MetaChest: Generalized few-shot learning of pathologies from chest X-rays
Berenice Montalvo-Lezama, Gibran Fuentes-Pineda
TL;DR
The paper tackles the scarcity of annotated chest X-ray data by adopting generalized few-shot learning to classify multiple pathologies with both seen and unseen labels. It introduces MetaChest, a large, multi-source chest X-ray dataset with a dedicated meta-learning partition and a multi-label episode generator, enabling robust GFSL evaluation. Through experiments comparing standard transfer learning (BatchBased) and a multi-label ProtoNet extension (ProtoNet-ML), the study shows that higher episode complexity (more classes per episode) and more per-class examples improve performance, with transfer learning approaches often outperforming meta-learners in this domain. The work highlights the importance of higher-resolution images and efficient architectures for medical tasks, and suggests practical deployment benefits and directions for future research, including vision foundation models and multimodal integration.
Abstract
The limited availability of annotated data presents a major challenge for applying deep learning methods to medical image analysis. Few-shot learning methods aim to recognize new classes from only a small number of labeled examples. These methods are typically studied under the standard few-shot learning setting, where all classes in a task are new. However, medical applications such as pathology classification from chest X-rays often require learning new classes while simultaneously leveraging knowledge of previously known ones, a scenario more closely aligned with generalized few-shot classification. Despite its practical relevance, few-shot learning has been scarcely studied in this context.

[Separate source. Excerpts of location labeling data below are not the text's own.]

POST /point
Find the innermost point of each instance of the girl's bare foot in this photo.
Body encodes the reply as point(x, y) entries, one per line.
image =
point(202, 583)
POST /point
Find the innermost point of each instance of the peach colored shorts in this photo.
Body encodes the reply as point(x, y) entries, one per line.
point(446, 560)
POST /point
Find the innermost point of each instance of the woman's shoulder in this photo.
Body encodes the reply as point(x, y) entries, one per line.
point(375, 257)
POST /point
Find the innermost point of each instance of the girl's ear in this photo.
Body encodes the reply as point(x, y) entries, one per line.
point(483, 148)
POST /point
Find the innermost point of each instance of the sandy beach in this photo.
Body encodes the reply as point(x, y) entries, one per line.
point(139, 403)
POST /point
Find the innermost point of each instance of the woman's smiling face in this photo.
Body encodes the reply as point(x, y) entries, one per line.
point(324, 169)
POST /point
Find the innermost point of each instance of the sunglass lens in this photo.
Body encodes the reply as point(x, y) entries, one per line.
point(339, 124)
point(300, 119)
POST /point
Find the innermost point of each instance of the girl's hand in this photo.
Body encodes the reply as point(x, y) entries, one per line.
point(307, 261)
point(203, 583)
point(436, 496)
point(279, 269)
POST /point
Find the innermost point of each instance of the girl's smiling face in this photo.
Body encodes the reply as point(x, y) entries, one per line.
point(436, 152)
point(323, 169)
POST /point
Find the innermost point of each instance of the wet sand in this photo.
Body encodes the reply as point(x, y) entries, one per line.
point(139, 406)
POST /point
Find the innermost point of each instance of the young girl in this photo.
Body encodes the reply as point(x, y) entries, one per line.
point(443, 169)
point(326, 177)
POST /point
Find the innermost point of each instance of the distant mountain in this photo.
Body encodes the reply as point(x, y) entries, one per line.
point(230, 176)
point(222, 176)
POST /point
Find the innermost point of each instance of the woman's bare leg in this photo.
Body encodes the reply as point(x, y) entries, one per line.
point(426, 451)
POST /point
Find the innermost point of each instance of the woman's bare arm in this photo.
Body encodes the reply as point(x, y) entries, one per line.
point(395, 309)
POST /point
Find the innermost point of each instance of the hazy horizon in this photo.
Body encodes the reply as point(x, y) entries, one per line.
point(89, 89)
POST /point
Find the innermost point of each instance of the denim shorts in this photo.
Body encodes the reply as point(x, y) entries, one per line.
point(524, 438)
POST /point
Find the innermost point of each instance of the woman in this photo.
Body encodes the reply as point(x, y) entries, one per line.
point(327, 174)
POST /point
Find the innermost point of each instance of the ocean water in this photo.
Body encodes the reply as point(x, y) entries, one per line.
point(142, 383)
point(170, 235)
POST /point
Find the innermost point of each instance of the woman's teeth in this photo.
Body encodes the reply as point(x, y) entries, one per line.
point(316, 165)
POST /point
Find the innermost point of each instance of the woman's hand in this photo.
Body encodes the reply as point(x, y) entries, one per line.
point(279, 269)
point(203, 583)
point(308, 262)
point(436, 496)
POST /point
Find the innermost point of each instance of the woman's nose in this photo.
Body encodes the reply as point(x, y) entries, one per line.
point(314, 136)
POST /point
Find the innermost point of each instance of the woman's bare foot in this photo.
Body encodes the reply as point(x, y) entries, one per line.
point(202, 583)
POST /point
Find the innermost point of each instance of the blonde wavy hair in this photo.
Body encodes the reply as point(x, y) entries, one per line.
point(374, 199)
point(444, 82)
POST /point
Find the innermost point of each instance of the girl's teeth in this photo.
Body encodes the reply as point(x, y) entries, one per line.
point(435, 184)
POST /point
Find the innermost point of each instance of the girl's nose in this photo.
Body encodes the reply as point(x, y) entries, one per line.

In this work, we present MetaChest, a large-scale dataset of 479,215 chest X-rays collected from four public databases. MetaChest includes a meta-set partition specifically designed for standard few-shot classification, as well as an algorithm for generating multi-label episodes. We conduct extensive experiments evaluating both a standard transfer learning approach and an extension of ProtoNet across a wide range of few-shot multi-label classification tasks. Our results demonstrate that increasing the number of classes per episode and the number of training examples per class improves classification performance. Notably, the transfer learning approach consistently outperforms the ProtoNet extension, despite not being tailored for few-shot learning. We also show that higher-resolution images improve accuracy at the cost of additional computation, while efficient model architectures achieve comparable performance to larger models with significantly reduced resource requirements.